Biological Productivity of the High arctic ecosystem
The Central Arctic Ocean ecosystem is already undergoing fundamental restructuring from the loss of summer sea ice. Up to 40 percent of the international waters have been ice-free in two summers since 2007. This restructuring likely will affect components of the marine ecosystem differently.
For example, as waters around the edge of the Arctic Ocean get warmer, cold water species that now thrive on the continental shelf may be pushed northwards into deeper water, losing their basic habitat. The intensity of sunlight is reduced farther north and photosynthesis becomes less efficient, making conditions less suitable for some species. But reduced ice thickness also allows more light to penetrate into seawater in the spring.
Summer conditions are predicted to change much more drastically than winter conditions, creating a new environmental niche: true Arctic species will have to try to adapt to subarctic summers and subarctic species will need to survive Arctic winters if they are to shift northwards and survive.
Although the deep waters of the Arctic Basin are low in nutrients and productivity, fish, birds and mammals use this area. Removing fish and altering habitat in this sensitive environment could affect the entire food web, including ringed seals, polar bears, and beluga whales.
Documented Beluga Travel in the Central Arctic Ocean
In fact, low productivity coupled with relatively long life spans of many Arctic species means that they are highly susceptible to rapid overharvesting. Such impacts would not be limited to the offshore waters of the Central Arctic Ocean. Many of the birds and mammals observed there also migrate to and along the Arctic coast. There, they are important to the subsistence way of life for Arctic coastal peoples who have used these resources for thousands of years. If the habitat or prey of birds and mammals are disrupted in the central Arctic, the impacts may be felt by coastal communities.
In shallower waters such as the Chukchi Plateau, productivity may be able to increase more rapidly as sea ice thins and melts. During a research cruise in the Chukchi Sea in 2011, scientists found that thinning ice has greatly increased productivity in the waters below Arctic pack ice.

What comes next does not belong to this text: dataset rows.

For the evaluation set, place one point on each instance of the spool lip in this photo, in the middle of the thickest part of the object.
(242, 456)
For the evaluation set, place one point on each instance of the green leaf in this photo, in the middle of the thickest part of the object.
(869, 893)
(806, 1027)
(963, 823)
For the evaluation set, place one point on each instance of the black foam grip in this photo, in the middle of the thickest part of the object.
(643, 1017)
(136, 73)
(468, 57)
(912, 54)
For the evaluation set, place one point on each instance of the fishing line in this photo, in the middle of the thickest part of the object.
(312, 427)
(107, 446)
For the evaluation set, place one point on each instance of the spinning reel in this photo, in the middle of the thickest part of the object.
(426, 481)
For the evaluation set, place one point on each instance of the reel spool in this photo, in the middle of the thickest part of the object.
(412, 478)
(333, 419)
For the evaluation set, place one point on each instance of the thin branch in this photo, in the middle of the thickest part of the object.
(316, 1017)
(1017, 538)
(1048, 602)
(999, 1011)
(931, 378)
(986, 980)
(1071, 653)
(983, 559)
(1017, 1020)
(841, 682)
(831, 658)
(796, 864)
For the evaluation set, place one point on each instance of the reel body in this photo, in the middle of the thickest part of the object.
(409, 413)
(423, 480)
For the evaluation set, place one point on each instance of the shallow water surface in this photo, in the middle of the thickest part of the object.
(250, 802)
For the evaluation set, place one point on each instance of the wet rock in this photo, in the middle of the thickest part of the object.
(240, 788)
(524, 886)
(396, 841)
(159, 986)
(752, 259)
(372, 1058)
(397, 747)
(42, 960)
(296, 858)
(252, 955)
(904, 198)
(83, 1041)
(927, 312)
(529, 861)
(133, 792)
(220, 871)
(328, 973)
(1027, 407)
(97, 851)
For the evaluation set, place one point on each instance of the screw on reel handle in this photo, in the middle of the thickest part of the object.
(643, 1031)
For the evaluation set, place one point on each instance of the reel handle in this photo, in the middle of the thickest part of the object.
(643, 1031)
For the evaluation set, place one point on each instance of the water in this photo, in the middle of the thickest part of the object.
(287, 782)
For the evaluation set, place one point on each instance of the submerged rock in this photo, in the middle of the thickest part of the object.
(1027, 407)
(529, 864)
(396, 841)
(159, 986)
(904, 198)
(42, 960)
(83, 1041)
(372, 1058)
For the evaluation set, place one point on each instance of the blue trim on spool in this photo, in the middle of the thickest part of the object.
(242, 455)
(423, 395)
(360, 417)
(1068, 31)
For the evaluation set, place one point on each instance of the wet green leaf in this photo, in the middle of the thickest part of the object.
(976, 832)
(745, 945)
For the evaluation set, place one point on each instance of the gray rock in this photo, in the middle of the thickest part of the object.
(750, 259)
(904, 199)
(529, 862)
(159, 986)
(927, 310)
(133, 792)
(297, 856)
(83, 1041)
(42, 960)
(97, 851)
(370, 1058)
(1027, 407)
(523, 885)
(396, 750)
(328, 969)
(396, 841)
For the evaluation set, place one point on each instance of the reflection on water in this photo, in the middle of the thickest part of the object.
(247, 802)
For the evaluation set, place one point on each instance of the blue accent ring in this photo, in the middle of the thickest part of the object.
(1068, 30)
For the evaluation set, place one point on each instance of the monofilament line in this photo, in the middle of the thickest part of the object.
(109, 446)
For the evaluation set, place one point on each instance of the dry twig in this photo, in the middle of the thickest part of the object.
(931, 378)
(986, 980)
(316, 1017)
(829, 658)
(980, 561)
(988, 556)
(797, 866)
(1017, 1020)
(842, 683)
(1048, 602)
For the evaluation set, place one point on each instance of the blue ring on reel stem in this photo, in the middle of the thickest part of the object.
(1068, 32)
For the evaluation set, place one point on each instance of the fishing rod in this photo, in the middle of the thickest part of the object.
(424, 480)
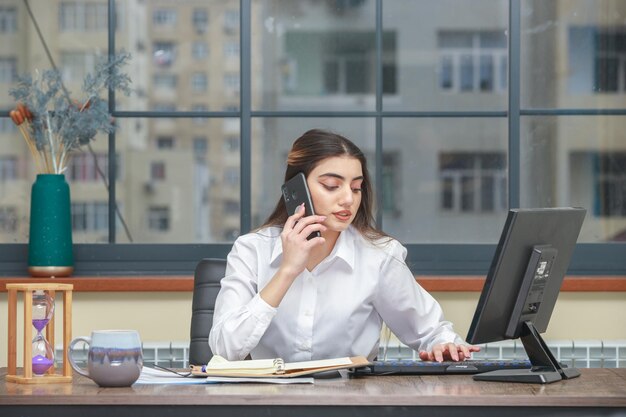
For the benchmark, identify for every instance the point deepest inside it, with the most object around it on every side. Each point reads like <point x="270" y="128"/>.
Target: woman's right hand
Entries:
<point x="296" y="247"/>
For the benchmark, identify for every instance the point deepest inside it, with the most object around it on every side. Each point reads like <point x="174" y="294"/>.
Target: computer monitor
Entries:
<point x="522" y="286"/>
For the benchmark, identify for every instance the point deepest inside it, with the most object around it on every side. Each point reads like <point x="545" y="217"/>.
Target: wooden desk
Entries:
<point x="596" y="392"/>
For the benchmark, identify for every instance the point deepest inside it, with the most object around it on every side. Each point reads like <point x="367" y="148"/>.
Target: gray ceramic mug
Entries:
<point x="114" y="358"/>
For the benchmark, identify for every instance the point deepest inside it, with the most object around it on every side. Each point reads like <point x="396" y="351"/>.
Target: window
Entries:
<point x="610" y="62"/>
<point x="8" y="70"/>
<point x="347" y="62"/>
<point x="75" y="65"/>
<point x="610" y="182"/>
<point x="159" y="218"/>
<point x="165" y="81"/>
<point x="164" y="54"/>
<point x="199" y="82"/>
<point x="199" y="50"/>
<point x="84" y="168"/>
<point x="8" y="19"/>
<point x="231" y="21"/>
<point x="472" y="61"/>
<point x="157" y="171"/>
<point x="473" y="182"/>
<point x="199" y="108"/>
<point x="165" y="142"/>
<point x="231" y="83"/>
<point x="8" y="219"/>
<point x="8" y="168"/>
<point x="90" y="216"/>
<point x="200" y="20"/>
<point x="164" y="17"/>
<point x="78" y="16"/>
<point x="232" y="144"/>
<point x="231" y="49"/>
<point x="7" y="126"/>
<point x="200" y="145"/>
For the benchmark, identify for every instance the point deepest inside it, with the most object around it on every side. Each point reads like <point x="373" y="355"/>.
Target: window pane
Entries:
<point x="307" y="66"/>
<point x="577" y="161"/>
<point x="191" y="187"/>
<point x="189" y="50"/>
<point x="271" y="141"/>
<point x="573" y="53"/>
<point x="445" y="178"/>
<point x="447" y="61"/>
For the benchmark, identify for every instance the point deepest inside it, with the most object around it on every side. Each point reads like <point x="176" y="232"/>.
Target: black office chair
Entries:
<point x="206" y="285"/>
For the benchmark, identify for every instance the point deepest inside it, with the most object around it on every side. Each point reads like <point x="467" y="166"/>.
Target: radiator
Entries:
<point x="573" y="353"/>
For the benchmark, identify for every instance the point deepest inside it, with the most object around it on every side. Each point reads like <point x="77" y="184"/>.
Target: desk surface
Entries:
<point x="595" y="390"/>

Thinner ice and more melt ponds atop the ice allow more light to penetrate to the water column, where phytoplankton are blooming at rates higher than previously observed. While such increased productivity may be limited to continental shelf environments where nutrients are relatively rich, it nonetheless suggests that the Arctic Ocean is capable of higher levels of biological productivity than it has seen so far. The implications for the rest of the food web remain an important subject for further study.
While such increased productivity may be limited to continental shelf environments where nutrients are relatively rich, it does suggest that the Arctic Ocean is capable of far higher levels of biological productivity than have so far occurred. The implications for the rest of the food web remain an important subject for further study.
The Central Arctic Ocean includes both deep basins and shallower continental shelves. Nearly a quarter of the area is shallower than 2000 meters, the deepest waters that can be fished with today’s technology. Of this shallower water, much of it is in the area that has lost summer sea ice in recent years. The combination of reduced ice, greater productivity, and fishable depths means that the waters north of the Chukchi Sea are likely to have the highest fisheries potential in the coming years.
More than 2,000 scientists from around the world have signed an open letter to the leaders of Arctic countries calling for the creation of an international fisheries management agreement to be put in place before unregulated fishing can damage the ecosystem.